What is malolactic fermentation and why is it carried out?
Malolactic fermentation is carried out by lactic bacteria belonging to the genera Lactobacillus, Pedicoccus and Leuconostoc, whose metabolism transforms malic acid, naturally present in wines, into lactic acid. The main impact of malolactic fermentation on any wine is to reduce its acidity, lactic acid being a weaker acid than malic one, although in reality lactic bacteria tend to metabolise not only malic acid but also any residual sugars still present in the wine after alcoholic fermentation. The wine will therefore be softer on the palate, providing an even, rounder sensation that is well suited to structured red wines and some white wines for ageing. Malic acid, on the other hand, provides a distinctly more acidic sensation, similar to that of an unripe apple, and is usually liked in young white wines as it provides freshness and longevity. It will therefore be the producer’s choice to favour malolactic fermentation or inhibit it altogether depending on the wine he intends to make.
Why it is important to favour malolactic fermentation early in the autumn
In order for malolactic fermentation to take place, a wine must have a very low SO2 content and a certain ‘turbidity’ to favour the action of the bacteria. For this purpose, it is good practice to add the ‘fine lees’ from alcoholic fermentation to the wine. However, keeping a wine in these conditions until the following spring is risky, as unwanted fermentation by yeasts (brettanomyces) or bacteria can be favoured, causing dangerous deviations in smell and taste. For the same reasons, it is advisable at the end of malolactic fermentation to proceed with a sulphiting of the wines to inhibit undesirable yeasts and bacteria.

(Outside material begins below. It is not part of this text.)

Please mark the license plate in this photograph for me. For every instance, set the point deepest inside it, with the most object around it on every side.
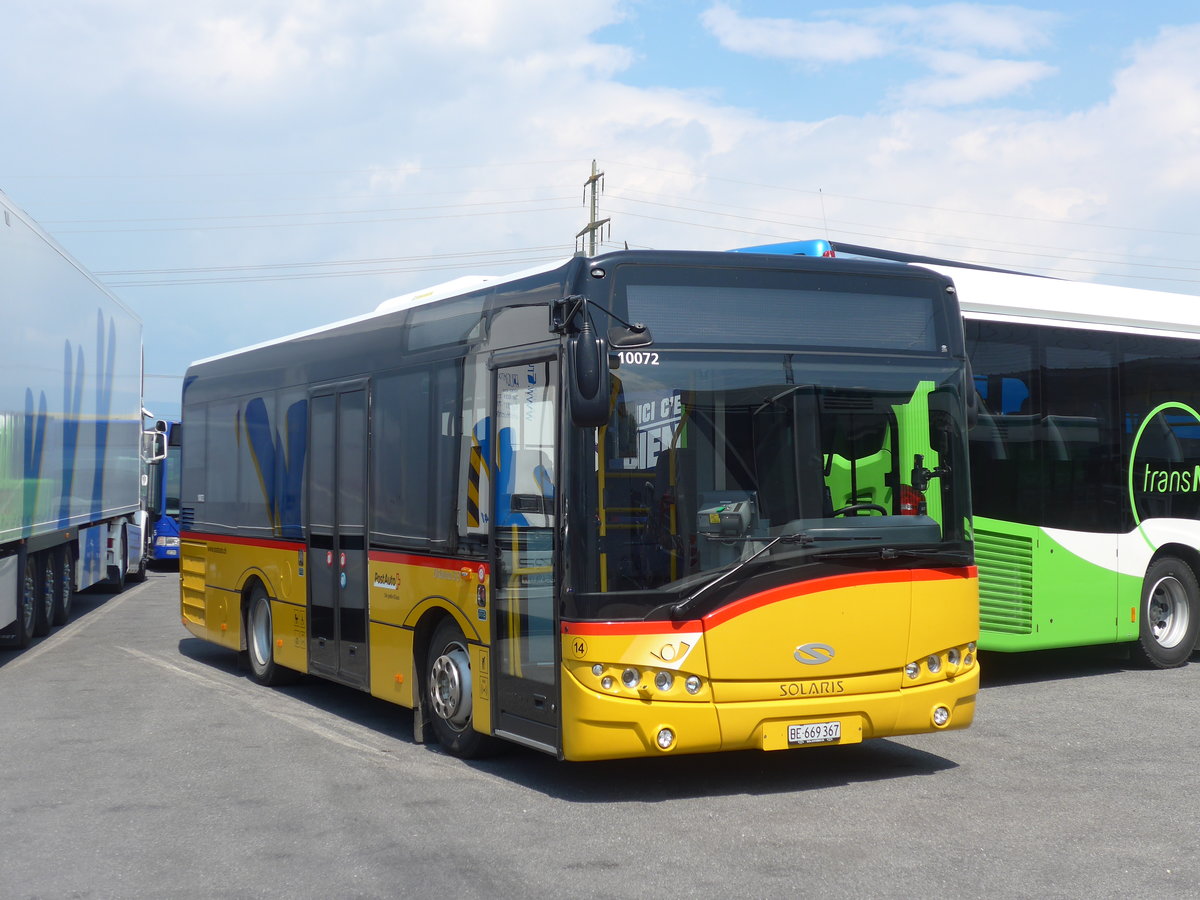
(814, 732)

How to start malolactic fermentation in autumn
When you want to start malolactic fermentation, keep the sulphur content very low, combine the fine lees of fermentation and keep the wine temperature around 18-20 °C. One can also proceed with an inoculation with selected bacteria and nutrients. It is also important to have a Ph value above 3.2, otherwise a slight deacidification may be necessary.
How long does malolactic fermentation last
The development of malolactic fermentation is monitored by constantly checking the malic and lactic acid values and lasts between three and six weeks, after which the wine is decanted and sulphited.
Heating the wine
The main problem obviously lies in maintaining the temperature of the wine at around 18-20 °C. For this purpose, large industrial cellars use insulated tanks connected to thermal systems capable of heating and cooling the wine. In ‘artisan cellars’, heating bands adaptable to simple stainless steel or wooden tanks solve the problem very well. This system, combined with a thermostat, allows the desired temperature to be set and maintained for the duration of malolactic fermentation. There is therefore no need to replace the containers already existing in the cellar and it also allows malolactic fermentation to be carried out in wood, combining the functionality of the heating bands with the advantages of barriques and tonneaux in terms of both oxygen micro-exchange and the transfer of noble oak tannins.